Said General Manager Jerry West: “I felt all along we were a little bit better team than what we’d shown, based on the way we played against good teams. We never knew which team was going to show up. I thought our coaches have done a really good job.”

Yes, Pfund is safe. Insiders say Buss had already cooled down before the playoffs started, so the rookie coach had only to be competitive to stay.

The Lakers were competitive, all right.

Before this series, no eighth-seeded team had ever won on a top-seeded team’s court in the nine years of this format. The Lakers won twice. There are people who think the NBA has never seen bigger back-to-back upsets.

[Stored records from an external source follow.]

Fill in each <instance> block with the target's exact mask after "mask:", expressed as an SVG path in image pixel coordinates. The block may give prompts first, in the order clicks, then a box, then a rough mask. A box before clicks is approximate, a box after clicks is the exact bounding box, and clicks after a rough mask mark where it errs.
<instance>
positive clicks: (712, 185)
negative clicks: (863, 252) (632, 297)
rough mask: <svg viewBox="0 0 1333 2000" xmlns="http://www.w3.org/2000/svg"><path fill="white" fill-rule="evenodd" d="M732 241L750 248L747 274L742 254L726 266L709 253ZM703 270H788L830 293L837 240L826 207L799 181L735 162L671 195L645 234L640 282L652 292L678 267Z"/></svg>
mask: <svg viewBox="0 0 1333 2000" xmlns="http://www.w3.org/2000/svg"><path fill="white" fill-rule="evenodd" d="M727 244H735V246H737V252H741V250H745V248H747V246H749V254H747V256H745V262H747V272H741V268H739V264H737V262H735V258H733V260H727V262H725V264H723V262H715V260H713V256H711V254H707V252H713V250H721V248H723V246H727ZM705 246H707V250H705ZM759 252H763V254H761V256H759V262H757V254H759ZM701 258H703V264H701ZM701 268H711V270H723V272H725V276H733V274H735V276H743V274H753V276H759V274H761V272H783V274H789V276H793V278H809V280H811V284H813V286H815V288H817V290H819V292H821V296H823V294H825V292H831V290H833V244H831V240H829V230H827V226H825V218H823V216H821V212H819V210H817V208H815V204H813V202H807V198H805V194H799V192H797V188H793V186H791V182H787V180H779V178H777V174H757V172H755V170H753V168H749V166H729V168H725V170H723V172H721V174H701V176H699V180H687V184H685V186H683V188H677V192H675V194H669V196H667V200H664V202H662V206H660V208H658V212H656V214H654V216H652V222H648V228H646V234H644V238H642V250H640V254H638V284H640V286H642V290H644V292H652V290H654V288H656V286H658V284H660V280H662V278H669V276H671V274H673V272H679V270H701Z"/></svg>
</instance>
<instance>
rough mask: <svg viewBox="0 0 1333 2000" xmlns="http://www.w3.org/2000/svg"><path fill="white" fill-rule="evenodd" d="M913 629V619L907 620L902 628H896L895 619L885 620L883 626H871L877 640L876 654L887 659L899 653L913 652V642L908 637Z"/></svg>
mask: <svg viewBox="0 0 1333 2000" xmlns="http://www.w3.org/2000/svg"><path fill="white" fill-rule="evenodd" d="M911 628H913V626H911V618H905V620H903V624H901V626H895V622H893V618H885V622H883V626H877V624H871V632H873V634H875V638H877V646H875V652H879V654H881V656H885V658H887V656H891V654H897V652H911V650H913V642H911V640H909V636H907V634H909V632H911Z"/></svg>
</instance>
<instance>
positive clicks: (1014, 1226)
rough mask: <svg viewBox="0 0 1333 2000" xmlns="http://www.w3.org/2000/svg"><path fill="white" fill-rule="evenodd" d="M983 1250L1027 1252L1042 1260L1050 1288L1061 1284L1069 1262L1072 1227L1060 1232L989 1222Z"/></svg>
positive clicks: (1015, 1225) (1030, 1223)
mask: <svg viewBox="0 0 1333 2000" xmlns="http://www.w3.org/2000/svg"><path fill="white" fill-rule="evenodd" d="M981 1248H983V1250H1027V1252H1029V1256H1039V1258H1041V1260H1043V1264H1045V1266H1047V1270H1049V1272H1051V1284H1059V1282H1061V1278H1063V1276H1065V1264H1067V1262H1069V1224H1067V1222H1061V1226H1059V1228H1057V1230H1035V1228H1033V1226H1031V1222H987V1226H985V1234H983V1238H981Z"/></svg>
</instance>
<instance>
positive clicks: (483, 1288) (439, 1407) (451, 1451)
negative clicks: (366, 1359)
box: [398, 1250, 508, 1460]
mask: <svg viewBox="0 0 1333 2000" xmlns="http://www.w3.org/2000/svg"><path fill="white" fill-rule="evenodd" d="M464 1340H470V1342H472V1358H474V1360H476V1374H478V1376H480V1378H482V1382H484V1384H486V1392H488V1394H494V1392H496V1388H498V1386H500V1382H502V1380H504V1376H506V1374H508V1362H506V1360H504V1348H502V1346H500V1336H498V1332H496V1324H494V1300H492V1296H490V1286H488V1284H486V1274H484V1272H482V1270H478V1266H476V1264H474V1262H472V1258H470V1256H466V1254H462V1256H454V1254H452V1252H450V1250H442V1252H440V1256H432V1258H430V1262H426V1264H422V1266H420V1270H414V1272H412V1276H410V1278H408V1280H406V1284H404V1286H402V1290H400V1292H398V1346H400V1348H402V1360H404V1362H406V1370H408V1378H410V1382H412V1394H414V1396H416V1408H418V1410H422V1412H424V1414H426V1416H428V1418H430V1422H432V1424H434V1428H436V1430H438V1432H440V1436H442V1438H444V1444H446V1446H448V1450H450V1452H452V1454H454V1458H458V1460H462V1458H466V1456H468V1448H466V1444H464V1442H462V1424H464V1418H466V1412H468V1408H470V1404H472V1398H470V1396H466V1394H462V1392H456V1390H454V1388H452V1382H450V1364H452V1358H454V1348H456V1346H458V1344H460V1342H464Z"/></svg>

But as Phoenix executive Cotton Fitzsimmons noted, two victories may have been something but it takes three to make history. The Suns fought back. The Lakers are going back to Phoenix Sunday for Game 5 as heavy underdogs.

Advertisement

If that’s all that counts, it isn’t all that matters.

For another brief and shining moment, there was a Camelot. They were Lakers to the end and if they go out, it will be the way Lakers should, on their shields. When their talent ebbed, they dug in on character and fought another day. They woke up the echoes and L.A. boogied as in days of yore.